И она разрыдалась, а Мэри, опустившись подле нее на колени, принялась утешать и успокаивать ее, однако по неопытности Мэри старалась опровергнуть страхи Маргарет, тогда как следовало помочь ей признать свое несчастье и вступить с ним в борьбу.
– Нет, – сказала Маргарет и твердо посмотрела на Мэри полными слез глазами, – я знаю, что это так. Я уже давно почувствовала, что один глаз у меня стал плохо видеть – задолго до того, как поняла, к чему это может привести. А осенью я пошла к доктору, и он сказал мне прямо, без обиняков, что мне надо сидеть в темной комнате сложа руки, иначе мне не сохранить зрения. Ну, а разве я могу, Мэри, это себе позволить? Во-первых, дедушка сразу бы понял, что со мной творится что-то неладное, – как он будет горевать, когда узнает! Поэтому чем дольше не говорить ему, тем лучше. А потом, Мэри, ведь порой нам очень туго приходится, и мой заработок тогда бывает большим подспорьем. Дедушка то тут урвет денек от работы, то там – либо займется своей ботаникой, либо отправится на поиски редких насекомых- и заплатить четыре-пять шиллингов за какой-нибудь экземпляр ему ничего не стоит. Милый дедушка! Как мне тяжело думать, что он лишится такого удовольствия! Тогда я пошла еще к одному доктору: может, он скажет что-то другое. Он сказал мне: «Ничего страшного, просто глаз немного устал», – и дал пузырек примочки, но я израсходовала уже три пузырька (каждый два шиллинга стоит), а глазу все хуже: болеть он у меня перестал, но видеть я ничего не вижу. Вот, к примеру, ты, Мэри,- продолжала она, закрыв один глаз, – кажешься мне сейчас большой черной тенью, окруженной огненной, расплывающейся линией.

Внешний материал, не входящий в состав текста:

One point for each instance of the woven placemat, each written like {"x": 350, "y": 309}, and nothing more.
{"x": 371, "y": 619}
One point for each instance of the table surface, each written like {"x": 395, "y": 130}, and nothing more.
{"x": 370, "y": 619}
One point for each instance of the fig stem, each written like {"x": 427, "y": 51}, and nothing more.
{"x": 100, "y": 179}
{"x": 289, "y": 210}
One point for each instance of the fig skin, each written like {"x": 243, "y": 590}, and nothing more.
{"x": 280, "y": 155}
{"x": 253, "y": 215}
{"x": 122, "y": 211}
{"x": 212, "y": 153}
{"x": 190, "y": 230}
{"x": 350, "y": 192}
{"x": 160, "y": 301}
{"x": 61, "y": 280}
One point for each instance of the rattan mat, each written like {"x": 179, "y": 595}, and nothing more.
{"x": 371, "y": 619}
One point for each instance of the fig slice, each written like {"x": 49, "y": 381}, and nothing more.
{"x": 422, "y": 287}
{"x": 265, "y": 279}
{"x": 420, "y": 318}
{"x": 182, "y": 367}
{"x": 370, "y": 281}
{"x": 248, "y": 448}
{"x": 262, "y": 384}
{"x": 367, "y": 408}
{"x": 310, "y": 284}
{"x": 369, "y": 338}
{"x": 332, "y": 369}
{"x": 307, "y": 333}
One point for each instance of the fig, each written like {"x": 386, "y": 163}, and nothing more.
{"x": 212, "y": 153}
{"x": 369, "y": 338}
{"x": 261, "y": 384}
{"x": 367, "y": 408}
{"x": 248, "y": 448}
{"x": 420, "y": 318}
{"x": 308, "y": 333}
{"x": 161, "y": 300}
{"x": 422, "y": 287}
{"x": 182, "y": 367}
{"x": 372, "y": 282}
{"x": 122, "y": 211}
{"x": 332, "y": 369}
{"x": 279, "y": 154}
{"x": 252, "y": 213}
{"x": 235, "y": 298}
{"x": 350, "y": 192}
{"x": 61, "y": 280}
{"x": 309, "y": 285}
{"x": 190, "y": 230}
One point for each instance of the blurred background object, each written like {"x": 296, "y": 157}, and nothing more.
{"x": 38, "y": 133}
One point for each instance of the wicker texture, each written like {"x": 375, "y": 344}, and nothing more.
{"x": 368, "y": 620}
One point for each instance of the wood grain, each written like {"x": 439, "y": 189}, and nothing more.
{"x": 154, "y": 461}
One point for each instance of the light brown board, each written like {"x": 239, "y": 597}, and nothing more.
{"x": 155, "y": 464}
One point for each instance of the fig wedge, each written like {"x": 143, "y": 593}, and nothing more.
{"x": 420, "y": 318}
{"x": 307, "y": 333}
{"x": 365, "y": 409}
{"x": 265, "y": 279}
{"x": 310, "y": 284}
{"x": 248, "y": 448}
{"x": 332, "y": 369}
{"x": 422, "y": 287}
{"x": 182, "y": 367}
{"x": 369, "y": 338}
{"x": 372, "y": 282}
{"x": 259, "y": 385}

– А другим глазом ты хорошо видишь?
– Да почти так же хорошо, как раньше. Только вот когда я долго шью, в том месте, куда я смотрю, появляется яркое, как солнце, пятно. Все вокруг я вижу ясно, а вот то место, куда глядеть надо, не вижу. Я снова была у обоих докторов, и теперь оба говорят одно и то же: должно быть, скоро я совсем ослепну. За простое шитье ведь очень мало платят, а нынешней зимой столько шили траура, что я соблазнилась и брала любые заказы, какие могла получить, и теперь расплачиваюсь за это.
– И все-таки ты продолжаешь их брать. Если б кто другой так поступал, ты сказала бы, что это глупо.
– Правильно, Мэри! Но что я могу поделать? Нужно же как-то жить. А потом, мне кажется, что я все равно ослепну. Да и дедушке я не смею об этом сказать, – уж очень он огорчится, иначе я б давно работу бросила.
Маргарет раскачивалась из стороны в сторону, стараясь взять себя в руки.
– Ах, Мэри, – сказала она, – я так хочу хорошенько запомнить лицо дедушки: подолгу гляжу на него, когда он на меня не смотрит, а потом закрываю глаза и проверяю, могу ли я представить себе его милое лицо. Правда, есть у меня, Мэри, одно маленькое утешение. Ты, наверно, слыхала о старике Джейкобе Баттеруорсе, ткаче, который хорошо поет? Так вот, я его немножко знаю. Пошла я к нему и попросила, чтоб он поучил меня петь. Он сказал, что у меня на редкость красивый голос, и теперь я раз в неделю хожу к нему учиться. Он когда-то был хорошим певцом. Руководил хорами на праздниках и не раз получал похвалы от лондонских господ; одна иностранная певица – госпожа Каталани [28] – даже пожала ему руку на глазах у всех прихожан, а в церкви было полным-полно народу. Так вот он говорит, что я куда больше могу заработать пением, только я не очень этому верю. Все-таки что ни говори, а грустно быть слепой.
И Маргарет, сказав, что глаза у нее теперь отдохнули, снова взялась за шитье. Некоторое время девушки молча работали.
Внезапно по булыжнику дворика раздались шаги; мимо занавешенного окна пробежало несколько человек.
– Что-то случилось, – заметила Мэри.
Она открыла дверь и, остановив первого бежавшего мимо человека, спросила, в чем дело.
– Да ты что, девушка, не видишь зарева? Фабрика Карсона горит, как свеча.
И, не договорив, человек побежал дальше.